Cain’s Collection

Born in 1925 Cain Alexander was the result of a flapper-era fling that had the misfortune of growing up in depression-era New Orleans. For Cain and his mother, who raised him alone, posessions were few and hard to come by.

His mother, a well-known alcoholic, did little to support her son who by the age of 13 had already begun earning a meager living digging canals and clearing brush in the city. It was hard labor but it earned an honest wage that kept the small family afloat.

Cain had but one material pleasure: Baseball cards. He collected them obsessively, saving his few leftover pennies to buy cards from the golden and silver era. Cards today that are worth many tens of thousands of dollars, he had in perfect condition.

He was meticulous and fanatic in the care of his cards and was unbelievably thorough in the building of his collection. He took great pride in his work and received great satisfaction pouring over his well-cataloged and preserved collection.

But things changed in 1943. Having turned eighteen, Cain was drafted in to WWII. He served in the European theater and fought in the Battle of the Bulge, helping secure the Allied victory.

However, Cain did not come home to parades or parties. He returned home to find his mother his mother living destitute in their small apartment and his baseball card collection gone.

After an argument, Cain’s mother admitted she had sold the collection one week when money was tight. She pleaded with him, saying she needed the money for food and rent. But Cain looked around the apartment.

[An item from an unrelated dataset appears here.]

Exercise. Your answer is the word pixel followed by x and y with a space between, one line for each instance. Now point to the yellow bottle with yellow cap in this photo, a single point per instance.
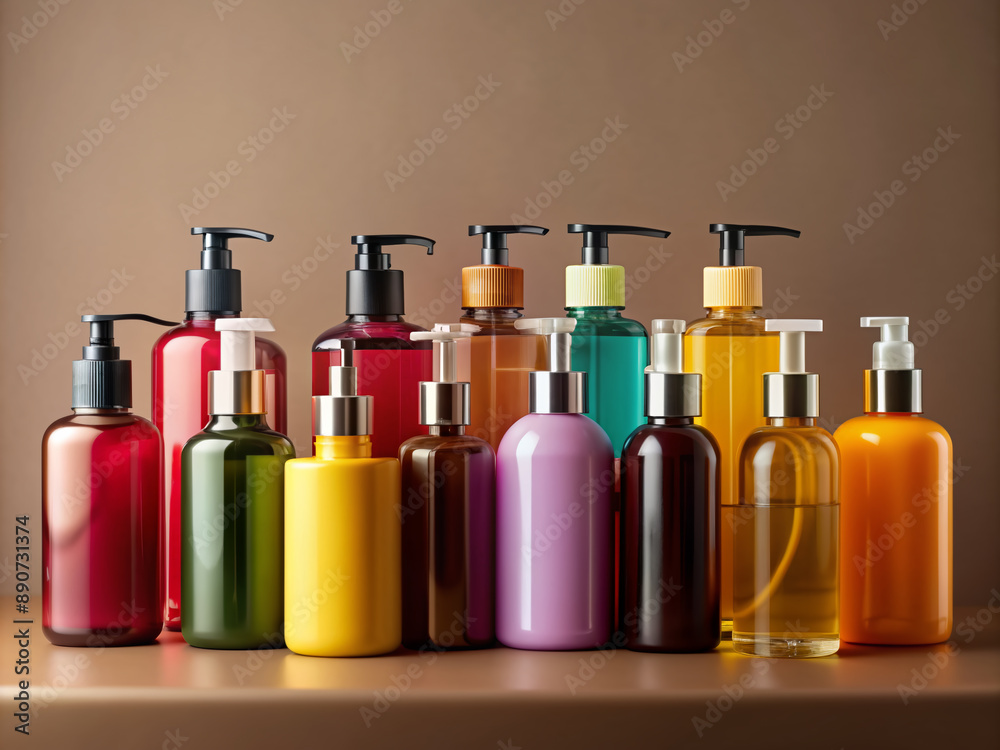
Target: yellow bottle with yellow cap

The floor was littered with empty bottles of booze and the entire place reeked of cheap alcohol.

Cain picked up one of the bottles and thrust it into his mother’s face. “Is this what you spent the money on?” he said screaming.

“No,” she pleaded, “It’s not like that.”

Cain looked deep into his mother’s eyes and saw how lifeless they were. She was lying and she didn’t even care about it.

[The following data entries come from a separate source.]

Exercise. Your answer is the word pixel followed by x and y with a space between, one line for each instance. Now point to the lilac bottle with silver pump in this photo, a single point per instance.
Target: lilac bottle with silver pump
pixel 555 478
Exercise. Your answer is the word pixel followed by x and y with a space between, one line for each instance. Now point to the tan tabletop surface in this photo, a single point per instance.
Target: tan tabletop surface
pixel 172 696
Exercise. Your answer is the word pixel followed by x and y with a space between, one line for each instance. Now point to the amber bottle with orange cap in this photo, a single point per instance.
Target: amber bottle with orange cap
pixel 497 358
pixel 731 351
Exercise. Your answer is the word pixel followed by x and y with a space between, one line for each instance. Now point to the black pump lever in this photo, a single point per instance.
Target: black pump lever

Then something within him snapped. Grabbing the neck of the bottle he swung it, striking his mother in the side of the head. She fell to the ground, bleeding and dying. Her skull crushed.

He hid the body, or at least most of it, under his house even though there was little need. It would be months before anyone noticed the reclusive Ms. Alexander was gone. When the police finally did come to ask about her, Cain simply said he hadn’t seen her since his return. It was widely assumed she was one of Dr. Loren’s unnamed victims, her alcohol problems having put her in and out of psychiatric hospitals in the past.

Cain, however, was never the same. He never bought another baseball card. Instead, he held onto a souvenier from his mother: Her skull. Carefully stripped to the bone and placed on a shelf, it became the first item in his new collection.

Using his job with the city, which he picked back up after returning, as cover, Cain learned the cesspools and the swamps of the town well. He also used his GI money to purchase a new house, one with a garage he could use as his “workshop”.

Over time, that garage became something of a torture chamber. A place where captured men and women were brought, held, killed and cut up so their various parts could be put in the appropriate collection.

It was only through sheer luck that Cain was stopped. A delivery man heard muffled screams coming from the garage when he brought a package to the wrong house. He called the police who quickly raided the garage. There, they found 22 skulls, of all kinds, as well as a vast array of body parts, torture devices and cutting tools.

Cain quickly became known as “The A-to-Z Killer” for his attempt to kill 26 people, one who’s name started with each letter in the alphabet. In the end, he fell four short.

However, in 2009, Bernie has brought Cain back for a little visit. The workshop is open again and you are invited inside. Be warned though, he may be looking for a skull with your letter on it.